The Portent

Dusk in Mithlond, and the high king and his herald arrive in a clatter of hooves. They ride within the protective shield of an escort of experienced warriors, their lives too precious to risk lightly on the road in this time of rising dark.

Removing his helmet, Gil-galad looks impatiently around the reception area of the main dwelling. He is a practical elf; his life has involved swift decisions, clear responses to situations and he is not over-fond of mystery. “Well?” he asks his foster father, Cirdan of the silver hair, rain-clear eyes and downy beard. “What did you have us ride all the way out here for? You said you had something to show us?”
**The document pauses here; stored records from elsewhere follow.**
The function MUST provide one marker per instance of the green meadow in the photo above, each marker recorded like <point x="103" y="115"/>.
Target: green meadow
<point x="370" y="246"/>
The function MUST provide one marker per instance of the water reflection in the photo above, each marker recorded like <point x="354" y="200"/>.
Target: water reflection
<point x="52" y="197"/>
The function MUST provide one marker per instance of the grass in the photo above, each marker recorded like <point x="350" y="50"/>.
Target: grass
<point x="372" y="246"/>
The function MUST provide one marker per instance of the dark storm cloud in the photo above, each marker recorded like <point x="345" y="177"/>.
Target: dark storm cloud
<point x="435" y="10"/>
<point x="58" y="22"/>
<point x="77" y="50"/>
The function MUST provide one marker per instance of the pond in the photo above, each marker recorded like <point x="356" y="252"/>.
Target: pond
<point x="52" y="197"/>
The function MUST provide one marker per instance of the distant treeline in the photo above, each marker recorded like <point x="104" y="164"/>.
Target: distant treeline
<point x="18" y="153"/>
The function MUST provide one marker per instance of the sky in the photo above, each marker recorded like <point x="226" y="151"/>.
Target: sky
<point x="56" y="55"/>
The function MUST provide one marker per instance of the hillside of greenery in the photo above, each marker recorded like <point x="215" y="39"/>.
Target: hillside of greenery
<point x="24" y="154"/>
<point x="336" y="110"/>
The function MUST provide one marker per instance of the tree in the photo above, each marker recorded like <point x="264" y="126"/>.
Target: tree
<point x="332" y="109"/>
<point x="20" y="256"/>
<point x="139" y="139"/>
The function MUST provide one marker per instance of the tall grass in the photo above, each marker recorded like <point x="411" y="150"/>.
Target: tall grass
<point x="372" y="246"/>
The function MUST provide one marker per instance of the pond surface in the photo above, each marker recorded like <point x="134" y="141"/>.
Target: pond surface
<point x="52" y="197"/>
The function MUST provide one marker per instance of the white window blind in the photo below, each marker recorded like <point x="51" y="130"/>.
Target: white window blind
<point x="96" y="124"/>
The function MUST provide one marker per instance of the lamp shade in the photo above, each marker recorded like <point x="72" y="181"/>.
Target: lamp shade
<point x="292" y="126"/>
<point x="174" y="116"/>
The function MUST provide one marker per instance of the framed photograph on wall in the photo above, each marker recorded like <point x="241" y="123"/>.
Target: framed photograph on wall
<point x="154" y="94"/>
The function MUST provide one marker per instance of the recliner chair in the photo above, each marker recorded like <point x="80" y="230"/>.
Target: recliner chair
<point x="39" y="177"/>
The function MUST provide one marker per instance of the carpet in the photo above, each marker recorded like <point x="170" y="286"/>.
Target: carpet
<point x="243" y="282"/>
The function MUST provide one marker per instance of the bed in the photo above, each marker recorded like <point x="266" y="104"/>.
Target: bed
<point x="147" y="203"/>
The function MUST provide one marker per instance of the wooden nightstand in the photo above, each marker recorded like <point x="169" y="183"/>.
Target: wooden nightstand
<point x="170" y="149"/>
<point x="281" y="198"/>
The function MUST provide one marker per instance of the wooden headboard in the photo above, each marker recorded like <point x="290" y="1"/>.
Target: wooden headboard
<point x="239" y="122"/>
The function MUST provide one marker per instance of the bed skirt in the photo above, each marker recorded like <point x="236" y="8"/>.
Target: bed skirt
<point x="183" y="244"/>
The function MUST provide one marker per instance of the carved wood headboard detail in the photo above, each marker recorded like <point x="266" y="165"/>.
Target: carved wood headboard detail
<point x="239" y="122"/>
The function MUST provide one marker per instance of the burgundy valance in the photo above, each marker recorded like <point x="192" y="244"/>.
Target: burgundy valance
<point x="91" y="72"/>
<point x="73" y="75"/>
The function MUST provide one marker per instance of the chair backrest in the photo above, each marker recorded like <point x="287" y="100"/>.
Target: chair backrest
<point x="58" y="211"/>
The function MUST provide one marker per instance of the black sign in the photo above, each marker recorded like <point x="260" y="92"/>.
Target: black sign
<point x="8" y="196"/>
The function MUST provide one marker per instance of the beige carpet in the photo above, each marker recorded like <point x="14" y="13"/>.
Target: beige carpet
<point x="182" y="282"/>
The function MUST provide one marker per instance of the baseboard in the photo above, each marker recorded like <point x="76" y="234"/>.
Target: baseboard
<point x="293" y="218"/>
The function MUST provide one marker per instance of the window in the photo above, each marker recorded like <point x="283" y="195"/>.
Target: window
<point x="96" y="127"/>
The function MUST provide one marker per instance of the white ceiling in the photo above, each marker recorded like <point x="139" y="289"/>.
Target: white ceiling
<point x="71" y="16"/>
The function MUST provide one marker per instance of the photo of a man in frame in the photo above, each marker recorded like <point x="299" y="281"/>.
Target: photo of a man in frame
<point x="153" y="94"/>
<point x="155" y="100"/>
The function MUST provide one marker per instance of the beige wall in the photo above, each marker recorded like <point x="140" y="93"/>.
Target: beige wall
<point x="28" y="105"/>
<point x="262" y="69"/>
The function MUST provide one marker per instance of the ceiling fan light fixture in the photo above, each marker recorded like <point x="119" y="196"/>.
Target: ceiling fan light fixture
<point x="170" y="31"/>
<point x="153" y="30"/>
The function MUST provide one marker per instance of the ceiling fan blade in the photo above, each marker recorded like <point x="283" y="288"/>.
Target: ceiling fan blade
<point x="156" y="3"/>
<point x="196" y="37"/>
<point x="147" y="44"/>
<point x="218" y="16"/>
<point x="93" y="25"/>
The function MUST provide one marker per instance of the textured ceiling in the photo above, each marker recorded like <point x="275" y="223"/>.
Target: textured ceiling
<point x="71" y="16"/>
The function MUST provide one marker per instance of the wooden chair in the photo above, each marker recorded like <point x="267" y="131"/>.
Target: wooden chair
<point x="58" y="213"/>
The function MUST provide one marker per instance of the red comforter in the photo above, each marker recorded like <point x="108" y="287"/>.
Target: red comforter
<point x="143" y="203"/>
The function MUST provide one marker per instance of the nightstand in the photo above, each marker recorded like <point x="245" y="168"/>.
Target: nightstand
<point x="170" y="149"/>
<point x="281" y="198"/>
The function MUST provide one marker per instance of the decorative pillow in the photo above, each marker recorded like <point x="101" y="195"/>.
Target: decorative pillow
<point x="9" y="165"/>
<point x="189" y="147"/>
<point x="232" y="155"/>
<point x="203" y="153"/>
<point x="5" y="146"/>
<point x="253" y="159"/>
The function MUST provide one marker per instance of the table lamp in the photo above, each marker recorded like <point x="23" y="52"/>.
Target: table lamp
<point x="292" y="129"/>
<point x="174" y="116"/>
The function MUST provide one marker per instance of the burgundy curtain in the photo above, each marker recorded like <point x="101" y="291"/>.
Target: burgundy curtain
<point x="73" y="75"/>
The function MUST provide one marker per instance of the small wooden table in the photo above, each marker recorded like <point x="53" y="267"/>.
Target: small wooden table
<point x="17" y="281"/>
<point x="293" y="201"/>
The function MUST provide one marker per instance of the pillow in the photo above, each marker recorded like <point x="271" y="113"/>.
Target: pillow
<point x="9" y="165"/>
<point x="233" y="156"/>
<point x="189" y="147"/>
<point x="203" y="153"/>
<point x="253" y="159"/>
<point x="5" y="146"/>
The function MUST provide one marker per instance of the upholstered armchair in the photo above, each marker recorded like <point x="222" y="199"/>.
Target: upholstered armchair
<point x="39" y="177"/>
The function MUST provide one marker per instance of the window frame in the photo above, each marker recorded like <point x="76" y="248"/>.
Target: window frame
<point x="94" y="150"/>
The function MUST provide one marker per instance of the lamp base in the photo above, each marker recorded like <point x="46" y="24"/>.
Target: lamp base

“The message said there was something we needed to see,” Elrond corrects him. “The two do not necessarily mean the same…”

Gil-galad throws him a glance that says he has not relished the long, hard ride and would appreciate it if Elrond were to rein in his implacable tongue and keep hair-splitting to the minimum.

Cirdan, undismayed – for after all he had raised the king from childhood – gestures for them to follow him through winding passageways and out into the small protected garden kept for his personal use. “Why did I urge you to ride out here with haste?” he asks mildly. “As Elrond Eärendilion has said, there is something you need to see.”

With a nod he indicates an elf who is sitting on a bench beside the pool. He is watching the brightly-coloured fish which are of a type unknown in these waters and about whose origins Círdan tends to be somewhat reticent. The elf is tall and lithe, with a wiry frame and the hard muscle of a warrior. His face appears flawless; high cheekboned with a firm chin and perfect nose, shadowy eyes under winged brows. His most noteworthy feature is his hair – pure gold, as though the metal has been beaten and spun to hang in a fall of sunlight down to his thighs.

Gil-galad gives Cirdan a puzzled look. The elf is unknown to him. “I don’t understand,” he says. “Does he come from Eregion? Did Celebrimbor send him?”

The elf, aware that he is no longer alone, glances up from the pool and they receive the full impact of his eyes, blue as summer skies under dark gold lashes. Eyes that should dance with laughter, just as his mouth looks to be made to curve with mirth. A mouth that currently rejects laughter. Haunted, fathomless eyes, carrying shadows of things best unseen, places best unrecalled.

“Not from Eregion, sire,” Elrond says, bowing in greeting. He has a sense of recognition, something beyond the prescient guidance of his Maian blood. “This lord has travelled a far greater distance.” Holding the blue gaze of the elf who is rising to his feet with slow, careful movements as though uncertain in his skin, he adds, “Not precisely a messenger, either, I think. More accurately – a harbinger.”